When Language Overwrites Vision: Over-Alignment and Geometric Debiasing in Vision-Language Models
For developers and users of vision-language models, this work provides a mechanistic understanding and practical, low-cost solutions to mitigate hallucinations in high-stakes applications.
The paper identifies geometric over-alignment as the root cause of hallucinations in decoder-based VLMs, where visual embeddings are overly aligned with a linguistic bias subspace. The proposed training-free and fine-tuning debiasing methods reduce hallucinations across multiple benchmarks (e.g., POPE, CHAIR, AMBER) and improve CLAIR scores without added computational cost.

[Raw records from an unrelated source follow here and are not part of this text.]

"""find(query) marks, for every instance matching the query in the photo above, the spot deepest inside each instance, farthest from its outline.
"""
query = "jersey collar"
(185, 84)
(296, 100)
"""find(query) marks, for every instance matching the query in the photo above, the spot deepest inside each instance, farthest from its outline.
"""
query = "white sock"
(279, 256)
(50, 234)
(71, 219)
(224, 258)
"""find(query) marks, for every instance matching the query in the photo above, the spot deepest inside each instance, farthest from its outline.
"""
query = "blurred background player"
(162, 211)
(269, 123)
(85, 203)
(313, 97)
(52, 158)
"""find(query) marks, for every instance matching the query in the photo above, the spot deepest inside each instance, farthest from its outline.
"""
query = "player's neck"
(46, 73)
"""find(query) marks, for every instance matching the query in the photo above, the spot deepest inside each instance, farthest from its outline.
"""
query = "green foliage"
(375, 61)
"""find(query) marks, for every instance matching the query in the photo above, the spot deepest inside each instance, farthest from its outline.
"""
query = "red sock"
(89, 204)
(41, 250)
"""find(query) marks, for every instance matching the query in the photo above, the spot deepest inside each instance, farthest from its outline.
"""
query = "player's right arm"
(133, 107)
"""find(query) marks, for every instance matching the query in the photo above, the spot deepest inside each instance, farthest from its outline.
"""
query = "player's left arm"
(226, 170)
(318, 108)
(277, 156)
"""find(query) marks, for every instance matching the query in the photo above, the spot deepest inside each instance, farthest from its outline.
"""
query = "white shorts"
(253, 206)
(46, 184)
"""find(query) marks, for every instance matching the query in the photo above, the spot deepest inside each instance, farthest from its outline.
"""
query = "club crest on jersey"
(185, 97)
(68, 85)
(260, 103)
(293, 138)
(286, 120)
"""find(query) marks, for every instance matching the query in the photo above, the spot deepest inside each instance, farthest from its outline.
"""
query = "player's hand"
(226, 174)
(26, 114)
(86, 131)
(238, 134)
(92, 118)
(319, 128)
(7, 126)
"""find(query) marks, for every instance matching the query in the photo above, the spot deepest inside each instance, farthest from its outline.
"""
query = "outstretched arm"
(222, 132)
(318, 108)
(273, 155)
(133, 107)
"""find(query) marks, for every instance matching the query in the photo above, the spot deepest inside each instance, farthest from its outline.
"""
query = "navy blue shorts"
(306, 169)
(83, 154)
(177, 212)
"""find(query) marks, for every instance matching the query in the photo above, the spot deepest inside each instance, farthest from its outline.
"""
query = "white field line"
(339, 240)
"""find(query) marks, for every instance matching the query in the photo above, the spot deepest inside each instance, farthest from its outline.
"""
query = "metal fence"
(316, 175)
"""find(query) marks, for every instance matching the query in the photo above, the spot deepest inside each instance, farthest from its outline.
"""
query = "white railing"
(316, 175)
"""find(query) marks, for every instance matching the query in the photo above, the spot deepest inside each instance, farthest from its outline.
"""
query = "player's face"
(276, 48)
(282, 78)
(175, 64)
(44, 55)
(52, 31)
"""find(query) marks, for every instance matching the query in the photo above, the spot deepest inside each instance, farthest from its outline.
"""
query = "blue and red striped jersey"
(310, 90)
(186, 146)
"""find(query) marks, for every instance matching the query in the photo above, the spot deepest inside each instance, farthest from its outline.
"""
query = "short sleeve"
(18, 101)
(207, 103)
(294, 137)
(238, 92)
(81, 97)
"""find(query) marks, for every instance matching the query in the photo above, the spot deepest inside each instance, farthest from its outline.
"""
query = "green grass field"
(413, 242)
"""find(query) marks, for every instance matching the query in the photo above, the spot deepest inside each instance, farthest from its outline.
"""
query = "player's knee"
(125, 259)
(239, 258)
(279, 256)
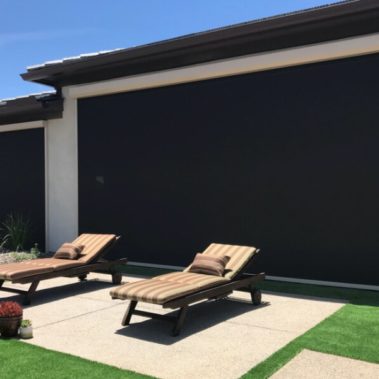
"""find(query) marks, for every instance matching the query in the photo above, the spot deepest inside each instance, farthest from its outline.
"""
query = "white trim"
(22, 126)
(326, 51)
(62, 175)
(46, 189)
(278, 278)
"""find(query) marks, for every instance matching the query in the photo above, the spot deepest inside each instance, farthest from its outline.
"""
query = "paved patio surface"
(310, 365)
(221, 339)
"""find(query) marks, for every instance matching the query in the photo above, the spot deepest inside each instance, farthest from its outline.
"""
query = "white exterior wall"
(62, 176)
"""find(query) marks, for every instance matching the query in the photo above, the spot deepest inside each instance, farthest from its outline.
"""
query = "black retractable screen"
(22, 170)
(286, 160)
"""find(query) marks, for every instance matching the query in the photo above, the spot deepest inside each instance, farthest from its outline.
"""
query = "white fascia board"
(344, 48)
(22, 126)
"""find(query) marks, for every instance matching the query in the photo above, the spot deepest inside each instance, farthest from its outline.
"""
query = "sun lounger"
(180, 289)
(91, 259)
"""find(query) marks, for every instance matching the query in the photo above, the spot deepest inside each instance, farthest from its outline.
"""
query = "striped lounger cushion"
(239, 257)
(166, 287)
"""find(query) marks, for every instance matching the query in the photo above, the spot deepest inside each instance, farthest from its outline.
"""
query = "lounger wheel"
(116, 278)
(256, 296)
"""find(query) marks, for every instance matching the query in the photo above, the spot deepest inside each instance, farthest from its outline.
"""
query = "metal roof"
(40, 106)
(328, 22)
(86, 56)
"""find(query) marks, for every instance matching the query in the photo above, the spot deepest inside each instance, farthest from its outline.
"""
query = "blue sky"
(33, 32)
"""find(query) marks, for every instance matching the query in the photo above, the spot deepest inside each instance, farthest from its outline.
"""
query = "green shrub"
(16, 230)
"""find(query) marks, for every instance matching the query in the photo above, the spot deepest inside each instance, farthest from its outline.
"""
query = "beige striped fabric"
(94, 245)
(166, 287)
(239, 257)
(14, 271)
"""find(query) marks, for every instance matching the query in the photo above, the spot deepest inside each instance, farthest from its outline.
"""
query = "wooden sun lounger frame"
(240, 282)
(99, 264)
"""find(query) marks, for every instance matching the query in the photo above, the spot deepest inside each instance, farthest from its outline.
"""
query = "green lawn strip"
(353, 296)
(353, 331)
(21, 360)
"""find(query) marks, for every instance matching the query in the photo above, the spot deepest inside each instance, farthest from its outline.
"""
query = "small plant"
(34, 251)
(10, 309)
(16, 228)
(26, 323)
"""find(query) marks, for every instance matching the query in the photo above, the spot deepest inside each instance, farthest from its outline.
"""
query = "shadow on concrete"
(45, 295)
(200, 316)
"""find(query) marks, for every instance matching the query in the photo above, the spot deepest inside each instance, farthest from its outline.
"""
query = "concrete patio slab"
(219, 339)
(310, 364)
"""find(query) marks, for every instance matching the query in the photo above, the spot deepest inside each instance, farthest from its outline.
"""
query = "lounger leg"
(30, 293)
(116, 278)
(180, 321)
(129, 312)
(256, 295)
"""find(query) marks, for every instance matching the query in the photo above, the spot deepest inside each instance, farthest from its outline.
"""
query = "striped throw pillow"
(69, 251)
(209, 265)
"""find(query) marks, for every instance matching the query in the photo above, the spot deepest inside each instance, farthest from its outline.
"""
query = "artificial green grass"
(21, 360)
(352, 332)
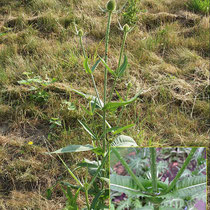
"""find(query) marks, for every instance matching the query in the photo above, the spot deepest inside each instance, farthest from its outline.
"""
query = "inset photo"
(158, 178)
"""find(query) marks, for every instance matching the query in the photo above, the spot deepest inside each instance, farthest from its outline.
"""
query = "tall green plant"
(99, 169)
(160, 194)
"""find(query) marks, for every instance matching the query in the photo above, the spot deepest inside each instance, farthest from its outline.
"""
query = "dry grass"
(168, 55)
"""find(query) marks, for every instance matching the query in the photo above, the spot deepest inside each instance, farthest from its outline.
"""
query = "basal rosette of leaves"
(99, 106)
(181, 192)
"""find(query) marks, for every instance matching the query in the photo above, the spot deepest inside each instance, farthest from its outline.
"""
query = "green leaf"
(86, 66)
(73, 148)
(88, 163)
(88, 130)
(170, 208)
(123, 141)
(120, 129)
(177, 203)
(113, 105)
(93, 99)
(125, 184)
(95, 65)
(107, 67)
(122, 68)
(188, 187)
(49, 194)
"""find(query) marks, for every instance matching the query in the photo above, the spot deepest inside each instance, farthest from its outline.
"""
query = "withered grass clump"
(167, 53)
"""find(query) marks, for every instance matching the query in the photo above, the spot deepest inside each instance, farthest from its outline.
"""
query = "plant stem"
(86, 190)
(83, 49)
(187, 161)
(86, 198)
(105, 78)
(120, 57)
(156, 206)
(72, 174)
(121, 113)
(93, 80)
(134, 177)
(153, 168)
(98, 170)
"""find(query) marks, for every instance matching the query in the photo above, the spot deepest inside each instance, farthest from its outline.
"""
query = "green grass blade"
(73, 148)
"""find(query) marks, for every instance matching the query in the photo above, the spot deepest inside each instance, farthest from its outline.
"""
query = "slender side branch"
(120, 58)
(134, 177)
(80, 34)
(153, 168)
(105, 77)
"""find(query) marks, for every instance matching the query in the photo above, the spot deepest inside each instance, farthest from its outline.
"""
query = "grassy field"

Vision-Language Models (VLMs) increasingly power high-stakes applications, from medical imaging to autonomous systems, yet they routinely hallucinate, confidently describing content not present in the input. We investigate the root causes of these failure modes with a mechanistic analysis focusing on the decoder-based VLMs. We trace these failure modes to a geometric over-alignment: to bridge the modality gap required by attention mechanisms, decoder-based VLMs over-align visual embeddings with the text manifold, injecting a statistical linguistic bias that systematically overshadows fine-grained visual evidence. While prior work either aggressively closes this gap or suppresses hallucinations through expensive black-box decoding strategies, none addresses the underlying geometric cause. We provide the first quantitative characterization of this over-alignment, demonstrating that linguistic bias concentrates in the top principal components of a universal, dataset-agnostic text subspace. Building on this insight, we propose two complementary remedies: a training-free inference strategy and a bias-aware fine-tuning paradigm, both of which explicitly project out this subspace from visual representations. Our methods significantly reduce hallucinations across POPE, CHAIR, and AMBER benchmarks, and improve CLAIR scores on long-form captioning tasks, with the training-free variant adding no computational overhead over the base model.